There are nearly 30 million small businesses in the U.S., which means millions of Americans have foregone traditional employment to live out their dreams of entrepreneurship.
Forging your own path is exciting, but there can be risks inherent in running a business. These include lawsuits that can result from worker injuries or accidents at your place of business (for example, if a customer slips at your restaurant and injures themselves), business disputes (between you and a business partner, say, or with a third-party vendor over payment), claims of wrongful termination and more.
Even if you've prepared for years, there's no way to predict every obstacle you might face, or to guarantee success. That's why there are various types of small business insurance, which can help protect yourself and your business from common entrepreneurial issues, leaving you with more energy and attention for pursuing the actual work you love. If you're not sure what you may need, however, it can help to learn the most common types of insurance available.
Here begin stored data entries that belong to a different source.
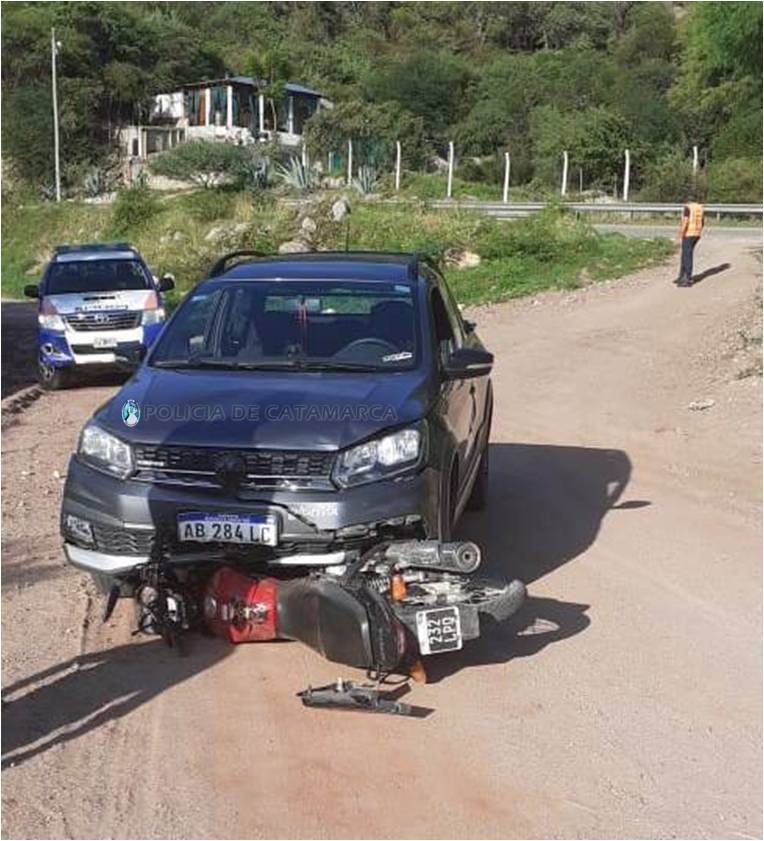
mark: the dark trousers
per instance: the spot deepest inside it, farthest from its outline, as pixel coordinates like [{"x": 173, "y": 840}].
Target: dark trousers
[{"x": 688, "y": 246}]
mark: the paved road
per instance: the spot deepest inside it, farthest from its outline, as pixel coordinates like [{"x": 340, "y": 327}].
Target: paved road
[{"x": 625, "y": 700}]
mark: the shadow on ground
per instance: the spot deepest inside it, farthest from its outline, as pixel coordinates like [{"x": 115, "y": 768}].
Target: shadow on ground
[
  {"x": 77, "y": 696},
  {"x": 545, "y": 507},
  {"x": 722, "y": 267}
]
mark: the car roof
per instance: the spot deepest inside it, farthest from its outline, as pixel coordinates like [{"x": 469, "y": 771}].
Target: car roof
[
  {"x": 327, "y": 265},
  {"x": 94, "y": 251}
]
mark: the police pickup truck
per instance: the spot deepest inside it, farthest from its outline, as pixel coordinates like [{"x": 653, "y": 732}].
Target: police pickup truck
[{"x": 97, "y": 303}]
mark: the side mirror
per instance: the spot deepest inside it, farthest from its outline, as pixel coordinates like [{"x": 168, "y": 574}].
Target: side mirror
[
  {"x": 166, "y": 283},
  {"x": 130, "y": 358},
  {"x": 466, "y": 363}
]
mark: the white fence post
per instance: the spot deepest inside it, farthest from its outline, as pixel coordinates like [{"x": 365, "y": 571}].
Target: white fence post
[
  {"x": 564, "y": 185},
  {"x": 450, "y": 185}
]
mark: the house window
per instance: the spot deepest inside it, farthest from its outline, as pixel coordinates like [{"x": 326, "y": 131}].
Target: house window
[{"x": 304, "y": 107}]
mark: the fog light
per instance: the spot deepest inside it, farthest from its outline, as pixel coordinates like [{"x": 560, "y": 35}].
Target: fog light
[{"x": 79, "y": 529}]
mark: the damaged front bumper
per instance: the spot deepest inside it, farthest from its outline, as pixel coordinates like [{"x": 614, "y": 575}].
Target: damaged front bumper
[{"x": 111, "y": 526}]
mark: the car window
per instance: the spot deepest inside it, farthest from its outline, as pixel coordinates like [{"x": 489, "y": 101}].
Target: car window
[
  {"x": 363, "y": 323},
  {"x": 444, "y": 331},
  {"x": 454, "y": 315},
  {"x": 79, "y": 276}
]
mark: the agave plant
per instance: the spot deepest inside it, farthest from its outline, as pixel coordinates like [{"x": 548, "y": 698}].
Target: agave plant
[
  {"x": 366, "y": 181},
  {"x": 296, "y": 174},
  {"x": 255, "y": 172}
]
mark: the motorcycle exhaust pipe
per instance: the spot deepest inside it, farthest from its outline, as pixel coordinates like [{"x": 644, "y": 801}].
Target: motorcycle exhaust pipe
[{"x": 460, "y": 557}]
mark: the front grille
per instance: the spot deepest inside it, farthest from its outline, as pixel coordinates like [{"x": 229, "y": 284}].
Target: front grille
[
  {"x": 198, "y": 466},
  {"x": 90, "y": 321},
  {"x": 116, "y": 541}
]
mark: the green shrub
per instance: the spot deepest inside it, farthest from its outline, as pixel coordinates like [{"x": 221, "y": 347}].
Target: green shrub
[
  {"x": 202, "y": 162},
  {"x": 208, "y": 205},
  {"x": 670, "y": 179},
  {"x": 133, "y": 209},
  {"x": 735, "y": 180}
]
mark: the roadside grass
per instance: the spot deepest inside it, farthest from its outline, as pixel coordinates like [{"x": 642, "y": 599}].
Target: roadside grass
[{"x": 188, "y": 231}]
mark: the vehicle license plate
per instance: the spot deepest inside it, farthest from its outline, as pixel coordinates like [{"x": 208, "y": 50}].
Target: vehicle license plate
[
  {"x": 228, "y": 528},
  {"x": 438, "y": 630},
  {"x": 104, "y": 343}
]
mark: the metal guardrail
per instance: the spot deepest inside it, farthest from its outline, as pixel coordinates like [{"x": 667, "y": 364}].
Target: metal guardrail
[{"x": 522, "y": 208}]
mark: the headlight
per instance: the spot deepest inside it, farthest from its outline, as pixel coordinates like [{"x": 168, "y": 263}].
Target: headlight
[
  {"x": 153, "y": 316},
  {"x": 381, "y": 458},
  {"x": 105, "y": 452},
  {"x": 51, "y": 322}
]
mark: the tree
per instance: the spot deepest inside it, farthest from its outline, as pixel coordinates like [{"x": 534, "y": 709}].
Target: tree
[
  {"x": 373, "y": 129},
  {"x": 269, "y": 66}
]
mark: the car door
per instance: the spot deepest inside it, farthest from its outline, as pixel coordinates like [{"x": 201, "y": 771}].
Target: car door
[{"x": 456, "y": 406}]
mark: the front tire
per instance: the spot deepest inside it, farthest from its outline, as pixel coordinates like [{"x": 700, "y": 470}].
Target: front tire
[{"x": 52, "y": 378}]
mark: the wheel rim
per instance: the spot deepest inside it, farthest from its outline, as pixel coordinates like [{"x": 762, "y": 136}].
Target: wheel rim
[{"x": 47, "y": 372}]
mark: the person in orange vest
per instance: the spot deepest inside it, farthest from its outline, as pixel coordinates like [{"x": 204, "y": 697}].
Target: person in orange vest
[{"x": 689, "y": 234}]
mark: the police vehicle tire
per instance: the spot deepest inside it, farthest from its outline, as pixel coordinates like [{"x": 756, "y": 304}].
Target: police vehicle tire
[{"x": 52, "y": 379}]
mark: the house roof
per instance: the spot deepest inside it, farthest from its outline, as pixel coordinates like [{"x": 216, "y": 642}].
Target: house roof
[{"x": 291, "y": 87}]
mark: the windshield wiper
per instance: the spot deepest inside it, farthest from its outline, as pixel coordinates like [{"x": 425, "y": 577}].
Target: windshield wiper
[
  {"x": 192, "y": 362},
  {"x": 295, "y": 364}
]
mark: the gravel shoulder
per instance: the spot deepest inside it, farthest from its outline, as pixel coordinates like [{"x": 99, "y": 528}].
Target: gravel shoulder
[{"x": 625, "y": 700}]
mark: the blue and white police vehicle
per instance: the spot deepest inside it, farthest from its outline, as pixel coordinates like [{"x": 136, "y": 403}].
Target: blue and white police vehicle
[{"x": 97, "y": 304}]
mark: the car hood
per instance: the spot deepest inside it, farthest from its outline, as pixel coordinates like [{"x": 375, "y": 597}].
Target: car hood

Before you purchase insurance, you may also want to do a risk evaluation or consider consulting a financial professional. Some risks, like those we've outlined above, are common regardless of your trade. Others may be particular to your industry, like worker's compensation claims in a construction company or cybersecurity breaches in a software company. What follows are types of small business insurance meant to help protect against some of the most common small business issues.
Key Person Insurance
Key person insurance helps protect your business in the event you or one of your key employees dies or becomes unexpectedly ill or disabled. As a business owner, you can take out a policy on a key person with your business as the beneficiary. If something ever happens to trigger the policy, your company receives the insurance benefit.
The loss of a key employee can lead to cash-flow issues, resources diverted to hire and train someone to replace the key employee, and even business disputes related to succession planning. Key person insurance can help protect against potential fallout from these situations and provide the money your business may need to continue operating.
Pension Risk Transfers
With regulatory and market changes, pension plan obligations can sometimes exceed what you or your plan sponsor had prepared for, leading to financial issues that may impact the business's long-term growth and sustainability. This is where pension risk transfers can help. These insurance policies allow companies to replace pension benefits (which are paid to plan participants) with insurer-covered annuity payments.
Pension risk transfers can help protect your business from market volatility and changes in regulation that can affect your pension costs and the amount you may have to pay out to employees. You can in turn maintain greater control over your company's balance sheet and better prepare to meet your future financial obligations.
Business Transfer Agreements
As a small business owner, you'll likely want to have a succession plan in place in order to help ensure long-term business continuity. When it comes to making sure your business lives on when you retire — or if you were to unexpectedly become disabled or pass away — a business transfer agreement can form an essential part of your overall succession plan.
A business transfer agreement outlines the terms of the sale of your business to a family member, key employee or third party you've chosen as your successor, or as the business's new owner. The agreement will detail the fair market value or purchase price of the business, along with its assets. Such an agreement can also help minimize potential conflicts about who should run the business in your absence. As a business owner, you'll want to protect your legacy — and this often requires planning for the future today. A business transfer agreement offers a tool to help preempt future obstacles in the way of your business's longevity.
Preparing for the Unexpected
Becoming an entrepreneur can be a huge challenge — but also a rewarding one — meaning it's important to help manage your risks. Whether through key person insurance, pension risk transfers or a business transfer agreement, taking precautions now can help increase the likelihood your business will live on well into the future.